43.  In Philip K. Tunoi & another v Judicial Service Commission & Another CA Civil Application NAI No. 6 of 2016 [2016] eKLRthe Court of Appeal in considering an application for recusal stated: In Tumaini v. R. (supra) Mwakasendo J held, rightly in our view, that

“in considering the possibility of bias, it is not the mind of the judge which is considered but the impression given to reasonable people.……

The House of Lords held inR v. Gough [1993] AC 646that the test to be applied in all cases of apparent bias was the same, whether being applied by the Judge during the trial or by the Court of Appeal when considering the matter on appeal, namely whether in all the circumstances of the case, there appeared to be a real danger of bias, concerning the member of the tribunal in question so that justice required that the decision should not stand.

The test in R v. Gough was subsequently adjusted by the House of Lords inPorter v Magill [2002] 1 All ER 465when the House of Lords opined that the words “a real danger” in the test served no useful purpose and accordingly held that –

“[The question is whether the fair minded and informed observer, having considered the facts, would conclude that there was a real possibility that the tribunal was biased.”
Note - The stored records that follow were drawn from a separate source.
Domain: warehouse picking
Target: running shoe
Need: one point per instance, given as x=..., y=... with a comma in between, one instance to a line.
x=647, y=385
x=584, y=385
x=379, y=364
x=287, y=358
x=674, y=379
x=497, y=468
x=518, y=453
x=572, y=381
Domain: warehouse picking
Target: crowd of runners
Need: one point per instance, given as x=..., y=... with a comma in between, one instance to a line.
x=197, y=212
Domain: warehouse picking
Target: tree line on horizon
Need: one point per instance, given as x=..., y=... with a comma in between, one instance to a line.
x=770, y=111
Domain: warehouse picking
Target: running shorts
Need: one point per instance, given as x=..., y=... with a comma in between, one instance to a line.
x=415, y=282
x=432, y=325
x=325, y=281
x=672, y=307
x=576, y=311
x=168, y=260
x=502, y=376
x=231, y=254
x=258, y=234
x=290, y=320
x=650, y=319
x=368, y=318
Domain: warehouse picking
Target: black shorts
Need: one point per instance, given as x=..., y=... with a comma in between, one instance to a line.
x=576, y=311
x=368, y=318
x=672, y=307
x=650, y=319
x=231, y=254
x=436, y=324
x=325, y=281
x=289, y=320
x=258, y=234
44.   The same position was taken by the Supreme Court (per Ibrahim J.) in Jasbir Rai and 3 Others v Tarlochan Singh Rai and 4 Others SCK Petition No. 4 of 2012 [2013] eKLRwhere he observed that, “The Court has to address its mind to the question as to whether a reasonable and fair-minded man sitting in Court and knowing all the relevant facts would have a reasonable suspicion that a fair trial for the applicant was not possible. If the answer is in the affirmative, disqualification will be inevitable.”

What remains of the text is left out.